# How to find this spin component

1. Sep 16, 2007

### indigojoker

We know that $$S_x = \frac{\hbar}{2} \left( |+ \rangle \langle - | + | - \rangle \langle+| \right)$$

But what is $$|S_x ; + \rangle$$?

I think my text says $$|S_x ; + \rangle = \frac{1}{\sqrt{2}} \left( |+ \rangle + | - \rangle \right)$$ but i dont know how they got this.

I feel like this is a trivial question but I'm not sure how one finds $$|S_x ; + \rangle$$

2. Sep 17, 2007

### dextercioby

But WHAT is $|S_{x},+\rangle$ ?? I've never seen this notation before...And it's not that i've looked into one book... I haven't looked in your book, apparently, you might share with us the title and the author...

3. Sep 17, 2007

### genneth

I imagine that it's the positive spin direction for S_x.

OP: it's just an eigenvector -- so you find it in the same way that you find any eigenvectors.
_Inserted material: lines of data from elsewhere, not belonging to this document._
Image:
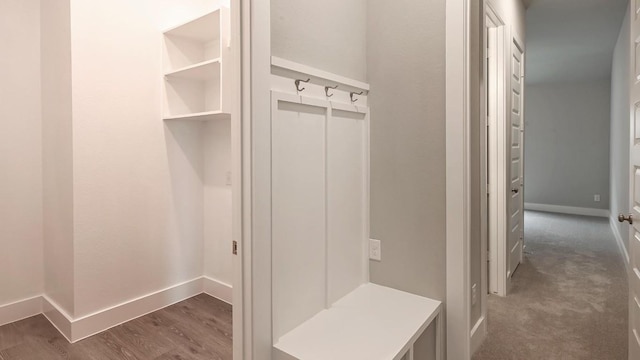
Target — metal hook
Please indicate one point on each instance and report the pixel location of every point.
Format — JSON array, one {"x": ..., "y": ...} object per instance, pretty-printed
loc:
[
  {"x": 354, "y": 93},
  {"x": 326, "y": 90},
  {"x": 298, "y": 84}
]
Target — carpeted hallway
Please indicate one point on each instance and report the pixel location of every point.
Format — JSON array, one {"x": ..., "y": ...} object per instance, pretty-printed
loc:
[{"x": 569, "y": 298}]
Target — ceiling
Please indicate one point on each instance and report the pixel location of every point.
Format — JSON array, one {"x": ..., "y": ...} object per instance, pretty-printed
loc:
[{"x": 571, "y": 40}]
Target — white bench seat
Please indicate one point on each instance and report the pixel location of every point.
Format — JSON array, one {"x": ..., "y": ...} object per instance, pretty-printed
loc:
[{"x": 372, "y": 322}]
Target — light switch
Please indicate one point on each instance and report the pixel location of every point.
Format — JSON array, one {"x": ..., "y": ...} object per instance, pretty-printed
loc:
[{"x": 375, "y": 250}]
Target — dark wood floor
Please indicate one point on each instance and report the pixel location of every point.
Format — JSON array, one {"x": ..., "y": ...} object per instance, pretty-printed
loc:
[{"x": 197, "y": 328}]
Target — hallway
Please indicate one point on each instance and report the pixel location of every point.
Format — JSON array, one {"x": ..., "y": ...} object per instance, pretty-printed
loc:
[{"x": 569, "y": 298}]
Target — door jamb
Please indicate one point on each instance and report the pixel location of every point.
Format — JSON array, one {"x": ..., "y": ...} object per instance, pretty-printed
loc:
[
  {"x": 458, "y": 309},
  {"x": 497, "y": 220},
  {"x": 256, "y": 184}
]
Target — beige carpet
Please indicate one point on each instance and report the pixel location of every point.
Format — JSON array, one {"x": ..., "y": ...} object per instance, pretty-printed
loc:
[{"x": 569, "y": 298}]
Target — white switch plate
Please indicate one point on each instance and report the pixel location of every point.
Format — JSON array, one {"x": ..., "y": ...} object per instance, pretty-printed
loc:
[
  {"x": 474, "y": 294},
  {"x": 375, "y": 250}
]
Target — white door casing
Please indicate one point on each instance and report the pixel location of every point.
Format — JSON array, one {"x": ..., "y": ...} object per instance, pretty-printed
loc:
[
  {"x": 514, "y": 193},
  {"x": 634, "y": 184},
  {"x": 498, "y": 82}
]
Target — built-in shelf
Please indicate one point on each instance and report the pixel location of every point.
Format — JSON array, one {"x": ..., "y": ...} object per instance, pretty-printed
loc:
[
  {"x": 204, "y": 29},
  {"x": 203, "y": 116},
  {"x": 197, "y": 68},
  {"x": 205, "y": 70}
]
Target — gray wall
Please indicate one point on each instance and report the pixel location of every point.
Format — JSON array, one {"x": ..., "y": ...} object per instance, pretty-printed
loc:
[
  {"x": 619, "y": 158},
  {"x": 406, "y": 67},
  {"x": 567, "y": 144},
  {"x": 329, "y": 34}
]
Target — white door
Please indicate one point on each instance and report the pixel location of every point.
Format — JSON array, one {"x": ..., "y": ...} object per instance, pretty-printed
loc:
[
  {"x": 514, "y": 192},
  {"x": 634, "y": 187}
]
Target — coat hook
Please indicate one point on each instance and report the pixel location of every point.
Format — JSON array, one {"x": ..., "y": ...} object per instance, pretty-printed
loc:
[
  {"x": 326, "y": 90},
  {"x": 298, "y": 84}
]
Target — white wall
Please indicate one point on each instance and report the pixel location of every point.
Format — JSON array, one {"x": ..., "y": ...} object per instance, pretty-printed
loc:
[
  {"x": 619, "y": 141},
  {"x": 329, "y": 35},
  {"x": 513, "y": 13},
  {"x": 20, "y": 152},
  {"x": 405, "y": 61},
  {"x": 138, "y": 183},
  {"x": 217, "y": 201},
  {"x": 57, "y": 153},
  {"x": 567, "y": 144}
]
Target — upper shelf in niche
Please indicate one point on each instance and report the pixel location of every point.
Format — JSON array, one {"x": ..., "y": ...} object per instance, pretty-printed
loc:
[{"x": 204, "y": 29}]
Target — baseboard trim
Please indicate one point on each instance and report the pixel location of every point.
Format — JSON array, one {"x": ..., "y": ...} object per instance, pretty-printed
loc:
[
  {"x": 21, "y": 309},
  {"x": 217, "y": 289},
  {"x": 613, "y": 222},
  {"x": 85, "y": 326},
  {"x": 99, "y": 321},
  {"x": 478, "y": 334},
  {"x": 567, "y": 210},
  {"x": 57, "y": 317}
]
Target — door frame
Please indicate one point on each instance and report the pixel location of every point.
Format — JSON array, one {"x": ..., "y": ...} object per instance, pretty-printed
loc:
[
  {"x": 458, "y": 213},
  {"x": 256, "y": 180},
  {"x": 497, "y": 155}
]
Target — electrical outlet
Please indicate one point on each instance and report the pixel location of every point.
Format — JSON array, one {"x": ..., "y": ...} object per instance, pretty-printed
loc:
[
  {"x": 228, "y": 178},
  {"x": 474, "y": 294},
  {"x": 375, "y": 250}
]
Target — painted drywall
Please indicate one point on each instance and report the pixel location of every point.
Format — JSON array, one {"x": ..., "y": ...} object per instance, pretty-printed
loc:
[
  {"x": 57, "y": 144},
  {"x": 217, "y": 201},
  {"x": 20, "y": 152},
  {"x": 567, "y": 144},
  {"x": 405, "y": 61},
  {"x": 572, "y": 40},
  {"x": 138, "y": 182},
  {"x": 620, "y": 130},
  {"x": 330, "y": 35},
  {"x": 512, "y": 14}
]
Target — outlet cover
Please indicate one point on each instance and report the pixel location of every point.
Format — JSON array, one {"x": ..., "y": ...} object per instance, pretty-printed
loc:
[
  {"x": 474, "y": 294},
  {"x": 375, "y": 250}
]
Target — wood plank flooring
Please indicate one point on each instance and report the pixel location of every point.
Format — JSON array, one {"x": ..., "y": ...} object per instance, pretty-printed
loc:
[{"x": 197, "y": 328}]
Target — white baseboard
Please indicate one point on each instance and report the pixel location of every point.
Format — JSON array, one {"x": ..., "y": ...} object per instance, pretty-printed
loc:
[
  {"x": 623, "y": 250},
  {"x": 478, "y": 334},
  {"x": 57, "y": 317},
  {"x": 19, "y": 310},
  {"x": 217, "y": 289},
  {"x": 91, "y": 324},
  {"x": 99, "y": 321},
  {"x": 567, "y": 209}
]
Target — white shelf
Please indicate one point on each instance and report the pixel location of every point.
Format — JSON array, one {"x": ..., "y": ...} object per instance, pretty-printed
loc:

If it helps, write S_x as a matrix, in the |+>, |-> basis that you've got things in.

4. Sep 17, 2007

### indigojoker

I just figured it out.

I am using * as the dot product

$$S * \hat n | S * \hat n ; + \rangle = \frac{ \hbar}{2} | S * \hat n ; + \rangle$$
$$| S * \hat n ; + \rangle = \cos \frac{\beta}{2} |+ \rangle + \sin \frac{\beta}{2} e^{i \alpha} | - \rangle$$

where beta is the polar angle and alpha is the azimuthal angle.

therefore, an S_x measurement would be where beta = pi/2 and alpha =0

since the S_x measurement would yield +hbar/2, we get:

$$| S_x; + \rangle = \cos \frac{\pi/2}{2} |+ \rangle + \sin \frac{\pi/2}{2} e^{0} | - \rangle$$

therefore:
$$|S_x ; + \rangle = \frac{1}{\sqrt{2}} \left( |+ \rangle + | - \rangle \right)$$

Last edited: Sep 17, 2007
5. Sep 17, 2007

### nrqed

They want the state which is an eigenstate of Sx with the eigenvalue +hbar/2.

So you could write $$|S_x ; + \rangle = \alpha |+ \rangle + \beta |- \rangle$$

and apply S_x, imposing $S_x |S_x; + > = \frac{\hbar}{2} |S_x;+>$ and then solve for alpha and beta (and normalize at the end)